RECOVER-SLEEP: Platform Protocol
RECOVER-SLEEP: Platform Protocol, Appendix_A (Hypersomnia)
3. Amyotrophic lateral sclerosis clinical trials
Patients with amyotrophic lateral sclerosis (ALS) have faced significant challenges in recent weeks after Amylyx Pharmaceuticals withdrew its leading drug, Relyvrio, from the market on April 4, 2024, due to a Phase III trial failing to meet its primary endpoint. Initially hailed as a potential breakthrough for patients by slowing disease progression, the Phase III results revealed no difference between the drug and a placebo. Despite this disappointment, the Muscular Dystrophy Association remains optimistic about the numerous promising candidates in development. Currently, there are only six FDA-approved drugs for ALS, with just one—riluzole—serving as a disease-modifying therapy, highlighting the urgent need for additional treatment options. Four ALS drugs to watch are ABBVCLS-7262, AP-101, CNMAU-8, and RAPA-501. These candidates are expected to transform the treatment landscape for patients with ALS.
HEALEY ALS Platform
This platform trial aims to speed up drug development and improve treatment options for amyotrophic lateral sclerosis by testing multiple drugs simultaneously and adaptively. This approach has proven successful in cancer trials. Compared to traditional drug development, platform trials are expected to identify effective therapies more quickly (averaging 3.4 years instead of 8.5) and with fewer participants (approximately 880 versus 1,400), as well as fewer on placebo (around 220 instead of 700).
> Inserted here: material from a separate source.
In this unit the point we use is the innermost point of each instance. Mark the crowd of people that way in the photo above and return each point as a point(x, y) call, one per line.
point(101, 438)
This trial is enhancing the search for treatments by allowing researchers to evaluate several drugs at once.
AP101-02
AL-S Pharma is conducting a Phase IIa trial (NCT05039099) to evaluate its candidate AP-101 in patients with familial amyotrophic lateral sclerosis (fALS) and sporadic amyotrophic lateral sclerosis (sALS). The study aims to complete by June 2024 and involves approximately 63 participants. AP-101 is an intravenous monoclonal antibody designed to activate superoxide dismutase-1 (SOD1), a protein whose mutations are associated with ALS.
CNMAu8.205 OLE
Clene’s CNMAu-8 is currently undergoing a Phase II trial (NCT05299658). This open-label extension study is evaluating CNMAu-8 in 40 patients with early symptomatic ALS who are on stable background therapy. The oral treatment is administered daily over 48 weeks, with a completion date of December 2024. Developed using catalytically active gold nanocrystals, CNMAu-8 aims to inhibit damaging processes that affect myelination and protect neurons. Its ability to cross the blood-brain barrier allows it to reach and safeguard central nervous system neurons effectively. Preliminary results indicate that it is safe, well-tolerated, and shows survival benefits that surpass many other candidates. If successful, CNMAu-8 could be a game-changer for ALS patients.
RAPA-501-ALS
Rapa Therapeutics is conducting a Phase II/III trial (NCT04220190) of its candidate RAPA-501, an open-label, non-randomized, multi-center study assessing T-cell therapy for ALS patients. RAPA-501 is an autologous T-cell therapy designed to protect motor neurons from inflammation. The T cells are produced ex vivo using epigenetic reprogramming to create a population enriched for dual anti-inflammatory characteristics from hybrid TREG and Th2 cells. Participants will receive up to four infusions, spaced six weeks apart, over the 30-week study period, which plans to enroll 41 patients and is set to be completed by July 2025.